By | August 14, 2006

As expected, Massachusetts officials have confirmed that the insurance commissioner, not competition, will set auto insurance rates for 2007.

In a four-page decision handed down Aug. 10, Insurance Commissioner Julianne Bowler rejected arguments that the current marketplace is compatible with insurers setting their own rates and ruled that the state would once again assume the responsibility for rate setting for 2007.

By law, the commissioner is required every year to hold hearings on whether the marketplace could sustain competitive pricing. But the decision has always been no and the state has proceeded to accept rate recommendations and hold hearings into setting uniform rates for all insurers.

“If competition is to succeed for all Massachusetts policyholders, it must be developed within a framework that will avoid dramatic rate increases for urban and inexperienced operators. No speaker has presented a comprehensive alternative to fixing and establishing rates that would achieve that goal,” Bowler wrote in her decision.

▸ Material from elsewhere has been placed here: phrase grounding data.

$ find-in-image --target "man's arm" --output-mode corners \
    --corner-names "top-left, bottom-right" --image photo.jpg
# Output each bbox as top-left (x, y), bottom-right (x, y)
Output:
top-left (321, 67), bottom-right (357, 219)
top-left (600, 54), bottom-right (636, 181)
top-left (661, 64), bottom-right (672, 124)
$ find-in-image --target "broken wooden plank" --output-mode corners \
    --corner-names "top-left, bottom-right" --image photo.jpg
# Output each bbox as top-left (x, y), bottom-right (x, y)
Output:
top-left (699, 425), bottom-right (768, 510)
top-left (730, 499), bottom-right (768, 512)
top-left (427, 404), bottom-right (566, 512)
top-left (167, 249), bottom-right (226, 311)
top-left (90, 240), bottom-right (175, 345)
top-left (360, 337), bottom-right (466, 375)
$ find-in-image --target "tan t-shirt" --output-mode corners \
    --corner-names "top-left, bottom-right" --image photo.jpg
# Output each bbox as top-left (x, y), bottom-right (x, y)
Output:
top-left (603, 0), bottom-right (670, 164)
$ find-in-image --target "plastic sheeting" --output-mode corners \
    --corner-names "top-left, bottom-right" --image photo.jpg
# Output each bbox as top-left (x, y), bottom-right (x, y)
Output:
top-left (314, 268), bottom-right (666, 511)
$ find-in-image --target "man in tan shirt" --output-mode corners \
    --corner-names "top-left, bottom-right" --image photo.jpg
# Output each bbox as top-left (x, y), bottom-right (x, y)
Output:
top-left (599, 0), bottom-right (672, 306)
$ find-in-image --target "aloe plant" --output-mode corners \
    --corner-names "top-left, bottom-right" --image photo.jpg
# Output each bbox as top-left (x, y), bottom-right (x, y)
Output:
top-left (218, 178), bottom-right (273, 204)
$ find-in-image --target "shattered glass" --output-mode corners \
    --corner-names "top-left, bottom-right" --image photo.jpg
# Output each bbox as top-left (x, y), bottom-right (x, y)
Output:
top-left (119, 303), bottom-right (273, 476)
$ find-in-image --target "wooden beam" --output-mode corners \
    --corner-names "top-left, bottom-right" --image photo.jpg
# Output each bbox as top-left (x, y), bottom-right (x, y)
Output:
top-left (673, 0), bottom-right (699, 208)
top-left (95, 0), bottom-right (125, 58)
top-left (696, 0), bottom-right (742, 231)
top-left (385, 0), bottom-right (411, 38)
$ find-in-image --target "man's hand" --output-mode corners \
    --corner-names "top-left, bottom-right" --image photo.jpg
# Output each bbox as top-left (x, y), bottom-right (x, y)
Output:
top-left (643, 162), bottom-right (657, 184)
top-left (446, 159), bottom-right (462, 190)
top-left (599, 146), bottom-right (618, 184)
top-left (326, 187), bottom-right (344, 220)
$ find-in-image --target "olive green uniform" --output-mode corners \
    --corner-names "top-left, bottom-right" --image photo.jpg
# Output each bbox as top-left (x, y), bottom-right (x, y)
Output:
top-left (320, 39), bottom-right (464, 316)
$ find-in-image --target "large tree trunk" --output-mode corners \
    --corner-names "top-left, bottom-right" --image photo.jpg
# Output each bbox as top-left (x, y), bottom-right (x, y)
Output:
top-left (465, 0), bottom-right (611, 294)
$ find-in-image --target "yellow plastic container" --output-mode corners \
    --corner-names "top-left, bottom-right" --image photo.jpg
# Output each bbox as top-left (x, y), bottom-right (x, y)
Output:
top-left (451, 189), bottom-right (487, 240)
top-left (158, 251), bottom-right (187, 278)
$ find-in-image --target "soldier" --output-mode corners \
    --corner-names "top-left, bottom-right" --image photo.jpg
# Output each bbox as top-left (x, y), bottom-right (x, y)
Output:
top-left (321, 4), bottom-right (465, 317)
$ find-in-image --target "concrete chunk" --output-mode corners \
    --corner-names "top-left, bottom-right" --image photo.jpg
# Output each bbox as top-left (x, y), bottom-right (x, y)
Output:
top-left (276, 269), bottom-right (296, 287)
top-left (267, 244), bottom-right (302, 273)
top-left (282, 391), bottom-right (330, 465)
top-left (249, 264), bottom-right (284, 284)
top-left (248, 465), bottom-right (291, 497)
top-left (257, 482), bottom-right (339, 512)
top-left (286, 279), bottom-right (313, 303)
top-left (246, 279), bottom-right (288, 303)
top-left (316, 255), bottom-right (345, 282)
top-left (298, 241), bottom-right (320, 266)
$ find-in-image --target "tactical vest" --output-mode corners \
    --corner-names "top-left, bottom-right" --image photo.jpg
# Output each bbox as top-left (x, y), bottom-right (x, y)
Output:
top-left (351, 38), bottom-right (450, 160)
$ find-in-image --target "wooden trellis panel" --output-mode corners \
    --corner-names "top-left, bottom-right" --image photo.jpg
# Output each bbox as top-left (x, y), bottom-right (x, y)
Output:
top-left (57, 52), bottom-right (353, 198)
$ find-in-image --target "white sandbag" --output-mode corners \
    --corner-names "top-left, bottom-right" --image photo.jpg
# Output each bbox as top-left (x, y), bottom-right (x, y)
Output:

Some insurers, members of the American Insurance Association, maintained that an anti-trust analysis of the Massachusetts auto insurance market suggested that competition is sufficient to support a move to competitive rating. Others, including Liberty Mutual, argued that the time was right to introduce “regulated competition” into the market. But the State Rating Bureau, Attorney General and the Massachusetts Association of Insurance Agents said the system needs residual market reforms and additional consumer safeguards before a transition to competitive rating should be attempted.

Bowler said she concluded that full competitive rating in 2007 would not be desirable at this time. “Institution of competitive rating without thoughtful planning and carefully structured implementation would benefit neither consumers nor insurers. I find that present conditions are such that competition, if implemented in 2007, would be insufficient to assure that rates will not be excessive and might be so conducted as to be destructive of competition,” she wrote.

Having anticipated the decision, the industry’s own rating bureau has already filed its recommendation for an average 3.7 percent rate reduction for 2007.

The SRB, which is the consumer arm of the insurance department, and the Attorney General have yet to make their 207 rate recommendations.